En réponse à la question sur l’avenir du nucléaire, je tiens à souligner que les perspectives en terme d’impact sur les territoires et l’emploi sont positives puisque les travaux de maintenance et d’investissement créeront 12 000 emplois nets dans les trois années à venir. A cela il convient d’ajouter le renouvellement important des personnels d’EDF du fait de nombreux départs en retraite. En ce qui concerne la fermeture de la centrale de Fessenheim, le Premier ministre a reçu Francis Rol-Tanguy et le débat a été lancé avec la participation de tous les acteurs concernés pour une fermeture en 2016.

Les perspectives d’emploi dans les filières des énergies renouvelables sont de 30 000 à 35 000 créations ventilées comme suit : 9 000 pour l’éolien ; 6 500 à 7 000 pour le photovoltaïque et le solaire thermique ; 13 000 à 17 000 pour la biomasse et 2 500 pour le géothermique.

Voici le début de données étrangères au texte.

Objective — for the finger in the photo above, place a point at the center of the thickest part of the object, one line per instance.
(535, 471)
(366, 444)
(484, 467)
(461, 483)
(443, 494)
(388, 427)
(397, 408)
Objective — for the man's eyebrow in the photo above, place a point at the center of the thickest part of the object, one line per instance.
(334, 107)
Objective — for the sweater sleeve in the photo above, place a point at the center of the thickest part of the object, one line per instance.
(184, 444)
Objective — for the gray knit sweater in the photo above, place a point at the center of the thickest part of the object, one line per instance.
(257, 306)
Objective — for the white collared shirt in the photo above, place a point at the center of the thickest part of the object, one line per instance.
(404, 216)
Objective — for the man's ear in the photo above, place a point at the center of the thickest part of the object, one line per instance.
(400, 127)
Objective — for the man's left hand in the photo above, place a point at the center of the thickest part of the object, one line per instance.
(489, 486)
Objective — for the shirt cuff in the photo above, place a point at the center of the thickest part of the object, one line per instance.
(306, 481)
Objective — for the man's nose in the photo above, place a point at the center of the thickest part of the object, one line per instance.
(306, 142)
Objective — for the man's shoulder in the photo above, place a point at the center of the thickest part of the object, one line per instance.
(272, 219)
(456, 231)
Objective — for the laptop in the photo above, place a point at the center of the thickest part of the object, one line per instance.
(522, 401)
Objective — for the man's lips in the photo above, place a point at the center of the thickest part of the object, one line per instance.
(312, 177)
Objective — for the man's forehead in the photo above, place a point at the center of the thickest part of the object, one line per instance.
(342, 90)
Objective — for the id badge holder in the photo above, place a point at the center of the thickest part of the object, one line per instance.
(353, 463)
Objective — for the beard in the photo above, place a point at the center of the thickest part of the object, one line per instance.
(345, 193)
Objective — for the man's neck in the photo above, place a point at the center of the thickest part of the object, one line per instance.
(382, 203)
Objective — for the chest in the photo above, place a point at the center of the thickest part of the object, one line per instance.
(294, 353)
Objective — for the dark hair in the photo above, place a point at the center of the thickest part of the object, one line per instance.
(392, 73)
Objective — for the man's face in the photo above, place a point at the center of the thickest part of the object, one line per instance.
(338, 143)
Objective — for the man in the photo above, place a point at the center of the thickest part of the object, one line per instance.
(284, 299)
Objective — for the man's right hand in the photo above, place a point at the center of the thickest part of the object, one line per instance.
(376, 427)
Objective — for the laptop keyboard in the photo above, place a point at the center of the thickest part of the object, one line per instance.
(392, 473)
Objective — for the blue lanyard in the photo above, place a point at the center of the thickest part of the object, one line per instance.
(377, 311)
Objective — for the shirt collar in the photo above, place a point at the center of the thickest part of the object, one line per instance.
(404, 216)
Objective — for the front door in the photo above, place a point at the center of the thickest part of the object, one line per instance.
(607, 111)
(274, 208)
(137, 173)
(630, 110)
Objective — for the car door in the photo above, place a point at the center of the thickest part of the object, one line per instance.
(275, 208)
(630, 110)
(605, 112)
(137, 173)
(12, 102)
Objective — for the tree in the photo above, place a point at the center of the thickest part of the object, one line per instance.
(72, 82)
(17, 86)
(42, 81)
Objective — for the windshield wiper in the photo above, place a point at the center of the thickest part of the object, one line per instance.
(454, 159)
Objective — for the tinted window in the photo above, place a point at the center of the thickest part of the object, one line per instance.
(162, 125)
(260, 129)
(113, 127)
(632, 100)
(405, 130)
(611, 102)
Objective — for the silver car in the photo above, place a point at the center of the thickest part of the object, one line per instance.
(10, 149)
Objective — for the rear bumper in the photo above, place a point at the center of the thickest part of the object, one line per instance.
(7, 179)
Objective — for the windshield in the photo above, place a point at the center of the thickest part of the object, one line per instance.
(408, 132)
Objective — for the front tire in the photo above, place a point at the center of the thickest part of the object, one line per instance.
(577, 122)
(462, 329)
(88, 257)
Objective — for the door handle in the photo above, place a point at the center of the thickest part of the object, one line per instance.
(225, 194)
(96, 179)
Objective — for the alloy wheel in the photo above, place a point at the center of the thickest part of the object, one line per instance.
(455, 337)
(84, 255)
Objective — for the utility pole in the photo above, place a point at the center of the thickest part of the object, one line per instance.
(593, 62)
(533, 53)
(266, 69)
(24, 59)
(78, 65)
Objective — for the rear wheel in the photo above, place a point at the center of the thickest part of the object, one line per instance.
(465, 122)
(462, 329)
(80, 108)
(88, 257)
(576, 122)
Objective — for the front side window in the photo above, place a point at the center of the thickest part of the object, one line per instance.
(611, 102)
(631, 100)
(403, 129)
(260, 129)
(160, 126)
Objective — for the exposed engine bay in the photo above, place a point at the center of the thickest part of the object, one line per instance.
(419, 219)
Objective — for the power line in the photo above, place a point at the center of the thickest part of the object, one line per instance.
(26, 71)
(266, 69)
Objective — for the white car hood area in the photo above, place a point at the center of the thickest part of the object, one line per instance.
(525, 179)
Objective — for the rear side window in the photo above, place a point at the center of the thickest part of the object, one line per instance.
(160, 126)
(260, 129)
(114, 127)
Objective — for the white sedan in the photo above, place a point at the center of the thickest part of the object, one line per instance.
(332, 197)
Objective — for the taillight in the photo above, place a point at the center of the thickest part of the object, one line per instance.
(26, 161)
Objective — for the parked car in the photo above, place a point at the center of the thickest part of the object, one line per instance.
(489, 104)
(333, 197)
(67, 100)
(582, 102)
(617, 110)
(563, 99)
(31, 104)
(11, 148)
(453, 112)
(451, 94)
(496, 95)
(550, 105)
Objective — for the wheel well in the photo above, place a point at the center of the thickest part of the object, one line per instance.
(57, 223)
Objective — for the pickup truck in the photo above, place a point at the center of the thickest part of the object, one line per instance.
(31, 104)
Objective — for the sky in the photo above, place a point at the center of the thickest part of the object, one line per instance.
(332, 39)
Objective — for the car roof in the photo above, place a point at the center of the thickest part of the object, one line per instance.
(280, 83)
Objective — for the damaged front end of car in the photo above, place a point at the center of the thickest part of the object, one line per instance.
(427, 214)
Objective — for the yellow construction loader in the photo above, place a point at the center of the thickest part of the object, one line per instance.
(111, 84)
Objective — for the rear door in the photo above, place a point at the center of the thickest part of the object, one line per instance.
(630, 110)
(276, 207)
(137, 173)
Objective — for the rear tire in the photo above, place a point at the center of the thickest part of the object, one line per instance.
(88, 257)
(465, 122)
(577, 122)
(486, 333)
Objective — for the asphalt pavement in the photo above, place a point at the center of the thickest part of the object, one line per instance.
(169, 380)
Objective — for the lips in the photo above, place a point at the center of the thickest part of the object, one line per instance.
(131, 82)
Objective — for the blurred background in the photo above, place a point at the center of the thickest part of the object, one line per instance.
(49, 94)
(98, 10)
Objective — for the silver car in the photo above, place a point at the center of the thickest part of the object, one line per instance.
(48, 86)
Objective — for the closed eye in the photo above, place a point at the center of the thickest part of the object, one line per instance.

Au sujet du cadre européen, le texte présenté par le Conseil européen le 22 mai dernier ne propose pas encore de mesures concrètes. Dans les perspectives de la construction de l’Europe et de politiques européennes, le Président de la République a précisément fait des suggestions précises car nous sommes persuadés que la constitution d’une politique commune de l’énergie peut être un élément majeur de la construction de l’Europe. Nous proposons de conclure des contrats de fourniture d’énergie à long terme pour l’industrie puisque l’un des enjeux réside dans le financement des capacités de production. Par ailleurs, la maîtrise des émissions de gaz à effet de serre est déficiente. Du fait de l’absence de prix du carbone particulièrement, la consommation de charbon augmente en Europe puisque les États-Unis en exportent massivement à mesure qu’ils accroissent l’exploitation du gaz de schiste. Cette situation conduit la fermeture de centrales à gaz européennes. Dans le domaine du renouvelable, il est souhaitable de développer des programmes européens de R&D sur le stockage de l’énergie par exemple, que ce soit par des batteries ou l’hydrogène. Bref, il faut financer l’efficacité énergétique avec des moyens à la hauteur de la taille du marché européen ; des progrès restent à faire et bien des projets devront être menés. Les infrastructures de réseaux, par exemple, pourraient constituer une nouvelle étape de l’intégration au sein de la communauté européenne de l’énergie. Dans ce cadre, chaque pays demeure libre du choix de son mix énergétique, ce qui n’empêche pas une action commune européenne, de proximité dans un premier temps, à 27 à terme. Le domaine de la sécurité énergétique est particulièrement concerné. J’ai renoué des liens avec l’Allemagne dans ce domaine et ce pays peut nous donner des exemples sur des sujets tels la tarification du renouvelable ou l’évitement des tarifs négatifs de l’énergie ; sur le choix du mix énergétique, l’Espagne peut nous apprendre des choses.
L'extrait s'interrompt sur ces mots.